Watch earth as it rotates on new NASA website - V?DEO

  20 October 2015    Read: 1123
Watch earth as it rotates on new NASA website - V?DEO
The US space agency will, once a day, post at least a dozen new colour images of the Earth acquired 12 to 36 hours earlier by NASA`s Earth Polychromatic Imaging Camera or EPIC.


Each daily sequence of images will show the Earth as it rotates, thus revealing the whole globe over the course of a day.

The new website also features an archive of EPIC images that can be searched by date and continent.

The images are taken by a NASA camera one million miles away on the Deep Space Climate Observatory or DSCOVR, a partnership between NASA, the National Oceanic and Atmospheric Administration or NOAA and the US Air Force, said a NASA statement.

EPIC is a four megapixel CCD camera and telescope.

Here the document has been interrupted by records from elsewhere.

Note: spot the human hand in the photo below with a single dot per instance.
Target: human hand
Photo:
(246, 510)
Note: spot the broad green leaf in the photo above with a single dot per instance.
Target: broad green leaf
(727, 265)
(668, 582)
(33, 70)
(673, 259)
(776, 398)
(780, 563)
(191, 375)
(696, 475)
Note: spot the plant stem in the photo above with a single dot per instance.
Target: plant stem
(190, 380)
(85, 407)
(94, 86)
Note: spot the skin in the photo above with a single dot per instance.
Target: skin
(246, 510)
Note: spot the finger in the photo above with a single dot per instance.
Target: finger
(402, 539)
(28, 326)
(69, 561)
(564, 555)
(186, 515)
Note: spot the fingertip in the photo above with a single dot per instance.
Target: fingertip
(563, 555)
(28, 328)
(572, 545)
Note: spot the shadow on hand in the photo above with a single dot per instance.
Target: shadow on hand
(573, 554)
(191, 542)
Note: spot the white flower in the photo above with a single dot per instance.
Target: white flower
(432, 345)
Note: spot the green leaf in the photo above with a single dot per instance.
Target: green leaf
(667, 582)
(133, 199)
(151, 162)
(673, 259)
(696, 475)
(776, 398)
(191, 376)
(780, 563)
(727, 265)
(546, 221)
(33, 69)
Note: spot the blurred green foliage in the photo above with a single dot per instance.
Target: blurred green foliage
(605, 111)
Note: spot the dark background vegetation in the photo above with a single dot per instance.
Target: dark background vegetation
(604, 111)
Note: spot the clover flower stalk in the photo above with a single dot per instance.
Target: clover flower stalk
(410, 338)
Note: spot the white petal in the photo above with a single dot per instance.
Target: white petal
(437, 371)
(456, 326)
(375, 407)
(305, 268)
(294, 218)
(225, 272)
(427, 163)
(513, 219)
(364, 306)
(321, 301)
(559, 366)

The camera takes a series of 10 images to produce a variety of science products.

"The effective resolution of the EPIC camera is somewhere between 10-15 km," said Adam Szabo, DSCOVR project scientist at NASA`s Goddard Space Flight Centre in Maryland.

Since the Earth is extremely bright in the darkness of space, EPIC has to take very short exposure images (20-100 milliseconds).

The much fainter stars are not visible in the background as a result of the short exposure times.